Por todos lados vemos imágenes del bebé en un pesebre, de una mujer y un hombre que lo miran con ternura, de unos animales que mansamente los acompañan dentro de un establo pulcro y suavemente iluminado, de unos pastores y reyes. Sabiendo que este niño es el centro de la fiesta, nos inclinamos ante él.
Y luego, para muchos, quizá la mayoría… de vuelta a la sidra y el pan dulce.
La realidad bíblica es otra. Según las Sagradas Escrituras la historia de Jesucristo no empieza ni termina en Belén. Está presente desde el primer versículo de Génesis hasta el último del Apocalipsis. El apóstol san Juan, en su evangelio, lo define como el Creador del universo; y el mismo autor, en el Apocalipsis, lo presenta como el que presidirá el juicio final. El gran pintor renacentista Miguel Ángel lo plasmó todo en los frescos de la Capilla Sixtina del Vaticano.
San Pablo, en su Carta a los Colosenses, dice esto acerca de Jesús: “Él es la imagen del Dios invisible, el Primogénito de toda la creación, porque en él fueron creadas todas las cosas, tanto en el cielo como en la tierra, los seres visibles y los invisibles, Tronos, Dominaciones, Principados y Potestades: todo fue creado por medio de él y para él. Él existe antes que todas las cosas y todo subsiste en él. El es también la Cabeza del Cuerpo, es decir, de la iglesia. Él es el Principio, el Primero que resucitó de entre los muertos, a fin de que él tuviera la primacía en todo, porque Dios quiso que en él residiera toda la Plenitud. Por él quiso reconciliar consigo todo lo que existe en la tierra y en el cielo, restableciendo la paz por la sangre de su cruz”.
San Lucas, en el Libro de los Hechos, añade: “Porque él (Dios) ha establecido un día para juzgar al universo con justicia, por medio de un Hombre que él ha destinado y acreditado delante de todos, haciéndolo resucitar de entre los muertos”.
Según Jesús, él es Dios mismo (“El que me ha visto, ha visto al Padre; El Padre y yo somos una sola cosa”). De acuerdo con las Sagradas Escrituras, Jesús (“Dios Salvador”), el Cristo (“el ungido de Dios”), Emanuel (“Dios con nosotros”), es el Creador, el Sustentador, el Salvador, el Señor, el Juez. Tomando forma humana, nació, vivió, murió, resucitó, ascendió, vendrá nuevamente a juzgar y reinará por toda la eternidad.
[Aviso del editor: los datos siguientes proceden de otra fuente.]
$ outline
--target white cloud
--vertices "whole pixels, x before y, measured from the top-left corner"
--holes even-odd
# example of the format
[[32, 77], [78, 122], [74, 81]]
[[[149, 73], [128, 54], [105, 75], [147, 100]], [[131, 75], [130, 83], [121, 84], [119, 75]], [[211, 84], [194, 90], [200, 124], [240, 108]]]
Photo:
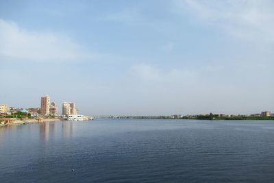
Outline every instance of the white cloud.
[[0, 58], [5, 60], [64, 62], [90, 59], [71, 39], [53, 33], [23, 29], [0, 19]]
[[159, 80], [161, 79], [158, 69], [145, 64], [134, 65], [132, 69], [133, 75], [147, 80]]
[[169, 42], [166, 45], [162, 46], [162, 50], [165, 51], [171, 51], [174, 48], [174, 43], [172, 42]]
[[138, 64], [132, 66], [132, 75], [147, 82], [157, 82], [169, 84], [186, 84], [192, 81], [197, 73], [180, 69], [160, 69], [157, 66]]
[[175, 0], [176, 12], [249, 40], [274, 42], [274, 1], [271, 0]]

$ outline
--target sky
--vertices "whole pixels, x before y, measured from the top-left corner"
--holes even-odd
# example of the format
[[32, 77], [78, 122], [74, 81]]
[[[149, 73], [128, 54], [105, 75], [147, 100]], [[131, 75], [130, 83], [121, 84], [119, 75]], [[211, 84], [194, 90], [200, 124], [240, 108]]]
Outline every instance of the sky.
[[274, 112], [272, 0], [0, 0], [0, 103], [87, 115]]

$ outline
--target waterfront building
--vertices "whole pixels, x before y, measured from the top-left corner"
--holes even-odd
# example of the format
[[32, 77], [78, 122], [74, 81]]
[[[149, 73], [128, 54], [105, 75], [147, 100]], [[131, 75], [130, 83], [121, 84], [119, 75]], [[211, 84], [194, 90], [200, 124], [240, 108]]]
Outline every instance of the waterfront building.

Esta es la persona que honramos en las dos fiestas mayores del cristianismo: Navidad (su nacimiento) y Pascua (su muerte y resurrección). Todo esto lo puedo aceptar o rechazar; nadie me obliga a creerlo. Pero si me digo cristiano, debo abrirme los ojos a lo que supuestamente creo. Si el bebé en el pesebre no me es más que un adorno, si la cruz no me es más que un ornamento, debería pensar bien en si mis creencias religiosas son algo más que simplemente rituales estériles y tradiciones huecas. Que esta Navidad sea un despertar a la realidad de quién es Cristo Jesús, y cuál es mi relación con él como Señor y Salvador.